Rancher Gerald 'Bubba' Green knew he had a grasshopper problem when flocks of white egrets started keeping company with his cattle.
"They won't be wanting to leave. They stay there," said Green "Won't be one or two of them. There will be, probably, a bunch of them."
Grasshoppers can be caught munching on what's intended for the cattle. They like valuable hay meadows too.
"You have 15 or 20 grasshoppers in a square foot area, which is actually not that many, (in)about a month's time they can eat up to about a ton of hay," said Crispen Skinner, AgriLife agent in Nacogdoches County.
The pests started showing up as early as mid April. Mid summer is when they usually first start hopping around.
"They may not be very big grasshoppers now, but in a few weeks they will be," said Green.
The only answer is to use chemicals, safe around everything else, but deadly to grasshoppers.
"It's going to be an added expense," said Skinner. "You can look at anywhere from $10-$15 per acre, depending on the chemical. Sometimes it will be up to $80 an acre."

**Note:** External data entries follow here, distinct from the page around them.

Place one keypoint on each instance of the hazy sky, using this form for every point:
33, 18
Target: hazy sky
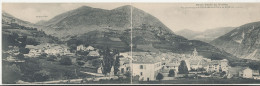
176, 16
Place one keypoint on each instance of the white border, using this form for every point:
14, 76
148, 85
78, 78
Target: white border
127, 1
115, 1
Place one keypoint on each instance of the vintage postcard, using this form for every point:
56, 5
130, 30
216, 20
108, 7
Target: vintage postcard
130, 43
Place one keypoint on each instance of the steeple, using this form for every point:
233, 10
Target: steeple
195, 53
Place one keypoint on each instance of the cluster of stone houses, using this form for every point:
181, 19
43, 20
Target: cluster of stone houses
50, 49
92, 51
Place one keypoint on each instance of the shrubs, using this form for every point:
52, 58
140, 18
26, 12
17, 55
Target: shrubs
171, 73
66, 61
159, 77
41, 75
183, 69
51, 58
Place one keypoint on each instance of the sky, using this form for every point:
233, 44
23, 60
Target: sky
176, 16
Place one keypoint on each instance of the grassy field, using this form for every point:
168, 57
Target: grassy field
205, 81
180, 81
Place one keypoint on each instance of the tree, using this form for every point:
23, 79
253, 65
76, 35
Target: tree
107, 60
20, 56
51, 58
183, 69
43, 55
80, 63
159, 77
11, 74
171, 73
117, 65
41, 75
66, 61
24, 50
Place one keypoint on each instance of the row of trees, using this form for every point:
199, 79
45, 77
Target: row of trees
183, 69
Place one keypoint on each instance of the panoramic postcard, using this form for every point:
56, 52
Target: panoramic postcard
130, 43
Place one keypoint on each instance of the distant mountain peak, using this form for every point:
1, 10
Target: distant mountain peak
124, 7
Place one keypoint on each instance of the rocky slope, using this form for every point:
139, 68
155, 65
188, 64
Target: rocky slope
243, 42
206, 36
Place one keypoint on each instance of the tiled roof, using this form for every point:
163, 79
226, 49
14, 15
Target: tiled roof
145, 59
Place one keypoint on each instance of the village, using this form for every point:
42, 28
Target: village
145, 66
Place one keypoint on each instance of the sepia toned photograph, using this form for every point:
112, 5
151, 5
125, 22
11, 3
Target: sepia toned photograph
130, 43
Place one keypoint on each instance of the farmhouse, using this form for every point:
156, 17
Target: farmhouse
146, 67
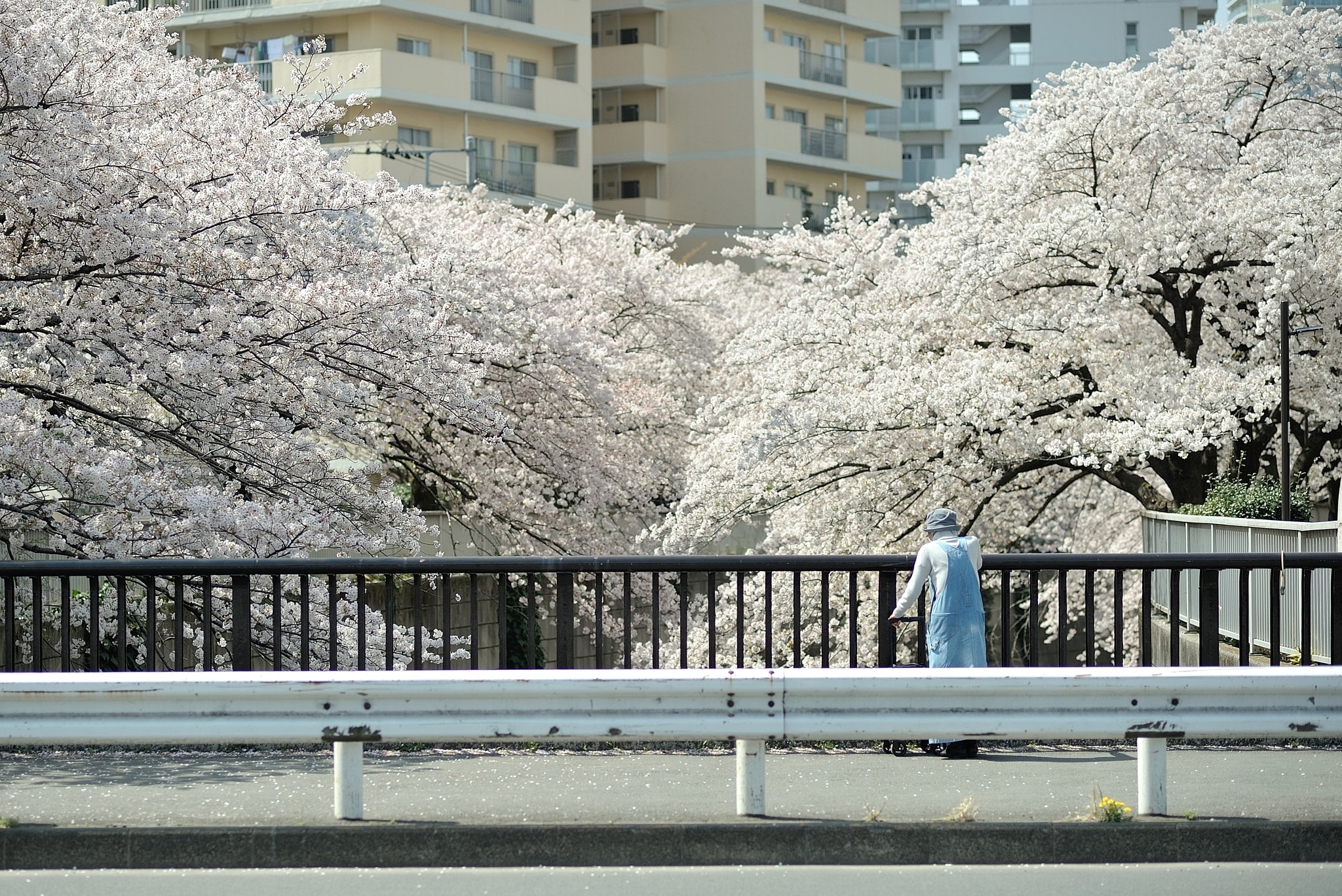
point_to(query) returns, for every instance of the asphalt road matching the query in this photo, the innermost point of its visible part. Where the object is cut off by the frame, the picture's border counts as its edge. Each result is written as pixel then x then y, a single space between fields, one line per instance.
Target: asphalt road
pixel 481 788
pixel 750 880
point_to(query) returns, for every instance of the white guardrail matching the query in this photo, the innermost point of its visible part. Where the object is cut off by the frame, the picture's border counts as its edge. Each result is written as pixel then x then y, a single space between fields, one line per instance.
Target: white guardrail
pixel 749 706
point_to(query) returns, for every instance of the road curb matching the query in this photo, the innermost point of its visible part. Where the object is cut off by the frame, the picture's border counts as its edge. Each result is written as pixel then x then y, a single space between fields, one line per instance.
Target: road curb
pixel 767 843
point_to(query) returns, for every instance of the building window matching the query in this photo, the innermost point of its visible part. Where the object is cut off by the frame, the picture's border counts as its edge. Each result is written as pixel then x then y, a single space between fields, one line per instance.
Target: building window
pixel 412 136
pixel 412 46
pixel 1019 47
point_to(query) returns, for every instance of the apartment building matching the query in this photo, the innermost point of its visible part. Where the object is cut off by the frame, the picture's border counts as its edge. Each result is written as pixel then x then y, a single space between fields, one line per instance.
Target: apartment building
pixel 482 90
pixel 740 113
pixel 1238 11
pixel 968 66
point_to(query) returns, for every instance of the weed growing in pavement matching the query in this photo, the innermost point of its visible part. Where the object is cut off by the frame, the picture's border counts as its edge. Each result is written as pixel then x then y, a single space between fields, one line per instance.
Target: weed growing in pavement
pixel 964 812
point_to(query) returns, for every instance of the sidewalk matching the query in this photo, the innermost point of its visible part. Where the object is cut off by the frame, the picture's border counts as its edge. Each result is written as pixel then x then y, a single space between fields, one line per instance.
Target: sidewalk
pixel 478 788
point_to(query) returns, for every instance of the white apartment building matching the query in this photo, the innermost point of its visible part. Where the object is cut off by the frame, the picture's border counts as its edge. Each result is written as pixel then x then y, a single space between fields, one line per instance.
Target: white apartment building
pixel 965 62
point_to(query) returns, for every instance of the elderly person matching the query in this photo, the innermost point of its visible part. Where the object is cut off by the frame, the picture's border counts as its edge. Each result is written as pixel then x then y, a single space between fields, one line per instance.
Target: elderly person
pixel 956 636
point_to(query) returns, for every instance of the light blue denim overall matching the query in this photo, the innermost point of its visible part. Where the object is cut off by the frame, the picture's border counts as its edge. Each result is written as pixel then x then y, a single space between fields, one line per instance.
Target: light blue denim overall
pixel 956 632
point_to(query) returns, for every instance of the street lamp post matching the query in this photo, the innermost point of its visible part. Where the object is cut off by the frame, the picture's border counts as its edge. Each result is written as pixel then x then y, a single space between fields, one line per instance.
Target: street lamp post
pixel 1286 405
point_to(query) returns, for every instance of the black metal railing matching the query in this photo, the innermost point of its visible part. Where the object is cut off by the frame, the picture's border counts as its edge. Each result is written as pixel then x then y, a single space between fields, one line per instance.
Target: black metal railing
pixel 658 612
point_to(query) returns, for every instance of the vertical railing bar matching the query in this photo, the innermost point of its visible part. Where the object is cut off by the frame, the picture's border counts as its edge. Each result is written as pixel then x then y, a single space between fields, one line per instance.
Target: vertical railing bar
pixel 768 619
pixel 1246 637
pixel 683 591
pixel 332 628
pixel 1033 618
pixel 599 619
pixel 37 624
pixel 11 627
pixel 1306 616
pixel 824 620
pixel 476 628
pixel 417 609
pixel 179 623
pixel 305 635
pixel 1274 608
pixel 657 622
pixel 1119 618
pixel 388 622
pixel 1147 622
pixel 1176 610
pixel 207 624
pixel 741 620
pixel 853 620
pixel 152 623
pixel 65 624
pixel 361 635
pixel 796 620
pixel 94 631
pixel 1090 618
pixel 628 620
pixel 713 620
pixel 123 625
pixel 530 620
pixel 1062 619
pixel 277 620
pixel 504 658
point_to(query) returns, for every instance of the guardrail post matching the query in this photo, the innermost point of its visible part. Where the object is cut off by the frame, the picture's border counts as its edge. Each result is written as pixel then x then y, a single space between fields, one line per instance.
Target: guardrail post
pixel 564 622
pixel 1210 618
pixel 1151 775
pixel 349 779
pixel 242 624
pixel 749 777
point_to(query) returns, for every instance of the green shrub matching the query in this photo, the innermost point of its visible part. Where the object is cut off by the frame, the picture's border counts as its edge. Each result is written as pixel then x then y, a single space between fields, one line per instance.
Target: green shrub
pixel 1258 499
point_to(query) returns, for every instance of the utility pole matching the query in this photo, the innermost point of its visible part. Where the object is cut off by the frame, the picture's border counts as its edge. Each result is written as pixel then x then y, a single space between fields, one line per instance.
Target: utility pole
pixel 1286 405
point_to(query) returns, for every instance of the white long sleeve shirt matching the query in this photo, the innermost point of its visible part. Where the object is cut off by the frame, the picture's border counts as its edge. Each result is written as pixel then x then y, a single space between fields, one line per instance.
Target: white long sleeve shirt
pixel 933 564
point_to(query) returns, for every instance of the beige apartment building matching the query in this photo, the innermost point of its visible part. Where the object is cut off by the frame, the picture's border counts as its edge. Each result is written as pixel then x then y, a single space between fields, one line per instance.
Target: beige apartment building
pixel 723 113
pixel 740 113
pixel 507 79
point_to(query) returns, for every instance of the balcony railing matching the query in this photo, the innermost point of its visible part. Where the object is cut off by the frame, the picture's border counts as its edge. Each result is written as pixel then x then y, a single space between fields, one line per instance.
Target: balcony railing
pixel 502 88
pixel 514 10
pixel 504 175
pixel 918 115
pixel 202 6
pixel 830 70
pixel 827 144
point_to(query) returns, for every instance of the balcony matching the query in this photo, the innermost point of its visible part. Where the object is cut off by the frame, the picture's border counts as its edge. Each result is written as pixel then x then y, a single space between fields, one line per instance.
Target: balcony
pixel 514 10
pixel 827 70
pixel 827 144
pixel 502 88
pixel 635 64
pixel 630 141
pixel 928 115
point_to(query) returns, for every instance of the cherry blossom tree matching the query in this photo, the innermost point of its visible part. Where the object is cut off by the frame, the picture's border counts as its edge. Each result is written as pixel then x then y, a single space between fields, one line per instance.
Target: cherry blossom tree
pixel 1086 326
pixel 201 325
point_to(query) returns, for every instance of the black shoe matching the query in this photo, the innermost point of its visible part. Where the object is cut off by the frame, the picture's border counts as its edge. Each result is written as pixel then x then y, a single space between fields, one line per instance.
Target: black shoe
pixel 963 750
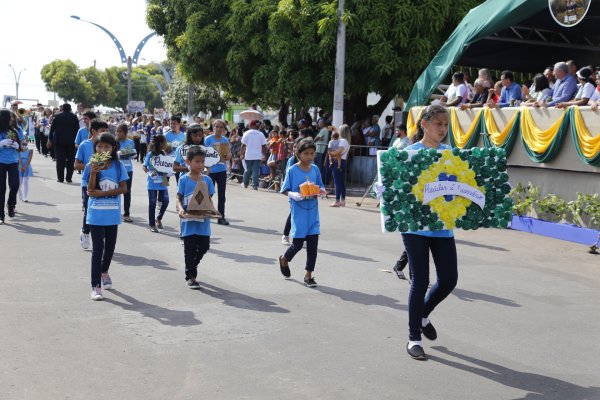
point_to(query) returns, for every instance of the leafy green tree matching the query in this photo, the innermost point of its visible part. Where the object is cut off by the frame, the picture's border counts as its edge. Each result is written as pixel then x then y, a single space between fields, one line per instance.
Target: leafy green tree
pixel 283 53
pixel 208 99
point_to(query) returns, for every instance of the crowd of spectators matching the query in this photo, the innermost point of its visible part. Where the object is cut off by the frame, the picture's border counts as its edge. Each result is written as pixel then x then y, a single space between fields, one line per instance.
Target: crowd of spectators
pixel 560 86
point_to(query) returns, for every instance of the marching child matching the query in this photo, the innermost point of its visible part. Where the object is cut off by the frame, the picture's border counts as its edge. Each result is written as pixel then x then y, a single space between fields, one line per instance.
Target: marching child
pixel 304 211
pixel 157 184
pixel 84 152
pixel 105 182
pixel 195 233
pixel 126 153
pixel 25 171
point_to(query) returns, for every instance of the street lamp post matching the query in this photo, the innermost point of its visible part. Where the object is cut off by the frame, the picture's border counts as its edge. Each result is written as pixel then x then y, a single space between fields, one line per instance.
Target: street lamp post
pixel 17 79
pixel 124 59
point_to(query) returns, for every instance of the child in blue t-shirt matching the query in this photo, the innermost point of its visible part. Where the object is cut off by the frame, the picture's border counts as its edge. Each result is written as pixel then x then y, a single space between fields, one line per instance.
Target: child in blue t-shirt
pixel 85 150
pixel 157 184
pixel 105 182
pixel 25 171
pixel 195 233
pixel 126 153
pixel 305 211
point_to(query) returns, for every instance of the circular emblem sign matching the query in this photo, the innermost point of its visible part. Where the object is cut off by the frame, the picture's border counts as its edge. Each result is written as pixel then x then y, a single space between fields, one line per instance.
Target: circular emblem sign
pixel 568 13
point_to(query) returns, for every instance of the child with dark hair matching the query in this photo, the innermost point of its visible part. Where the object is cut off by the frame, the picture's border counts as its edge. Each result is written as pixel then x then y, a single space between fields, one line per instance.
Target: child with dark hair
pixel 85 150
pixel 105 180
pixel 126 153
pixel 195 233
pixel 304 210
pixel 157 184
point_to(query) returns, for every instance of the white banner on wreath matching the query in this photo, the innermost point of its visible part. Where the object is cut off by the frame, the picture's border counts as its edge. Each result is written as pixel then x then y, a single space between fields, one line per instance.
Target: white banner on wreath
pixel 437 189
pixel 162 163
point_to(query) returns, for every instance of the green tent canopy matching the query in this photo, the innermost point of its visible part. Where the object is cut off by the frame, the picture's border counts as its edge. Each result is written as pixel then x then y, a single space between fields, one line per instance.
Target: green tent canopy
pixel 519 35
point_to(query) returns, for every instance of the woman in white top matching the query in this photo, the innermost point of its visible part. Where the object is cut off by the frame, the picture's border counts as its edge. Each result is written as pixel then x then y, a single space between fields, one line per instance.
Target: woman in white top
pixel 586 89
pixel 338 151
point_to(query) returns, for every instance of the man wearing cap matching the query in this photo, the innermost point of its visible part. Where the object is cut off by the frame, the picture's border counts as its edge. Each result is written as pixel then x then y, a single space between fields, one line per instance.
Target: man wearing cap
pixel 254 148
pixel 62 138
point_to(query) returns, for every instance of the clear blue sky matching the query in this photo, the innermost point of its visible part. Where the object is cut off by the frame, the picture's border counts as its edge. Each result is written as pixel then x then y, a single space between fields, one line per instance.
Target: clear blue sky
pixel 39 31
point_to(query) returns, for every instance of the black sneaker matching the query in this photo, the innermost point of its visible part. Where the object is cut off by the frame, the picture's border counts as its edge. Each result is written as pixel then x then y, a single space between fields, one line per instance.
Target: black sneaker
pixel 310 282
pixel 285 269
pixel 416 352
pixel 193 284
pixel 429 331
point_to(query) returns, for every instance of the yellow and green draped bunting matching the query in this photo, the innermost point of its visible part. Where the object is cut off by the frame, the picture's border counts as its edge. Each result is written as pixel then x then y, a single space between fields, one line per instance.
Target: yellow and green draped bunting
pixel 494 137
pixel 587 146
pixel 542 146
pixel 411 124
pixel 459 138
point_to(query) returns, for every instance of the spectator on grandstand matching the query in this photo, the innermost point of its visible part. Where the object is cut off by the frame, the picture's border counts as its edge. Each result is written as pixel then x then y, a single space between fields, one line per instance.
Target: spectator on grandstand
pixel 564 88
pixel 572 68
pixel 511 91
pixel 549 74
pixel 479 98
pixel 457 92
pixel 587 88
pixel 539 91
pixel 486 77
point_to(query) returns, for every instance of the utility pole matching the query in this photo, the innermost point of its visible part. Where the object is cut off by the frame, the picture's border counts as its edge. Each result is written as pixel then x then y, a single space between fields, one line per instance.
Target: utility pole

The expense can be added to the cost of supplemental feeding. "I stopped here about 3 weeks after this last big rain, but I picked it back up yesterday because the grass is starting to wilt again because of the high heat," explained Green.
Ranchers are culling their cattle for a lack of grass. Older cows go first. Then reluctantly, the younger ones.
There's not much a rancher can do about the weather.
"All we can do is keep hope alive," smiled Skinner.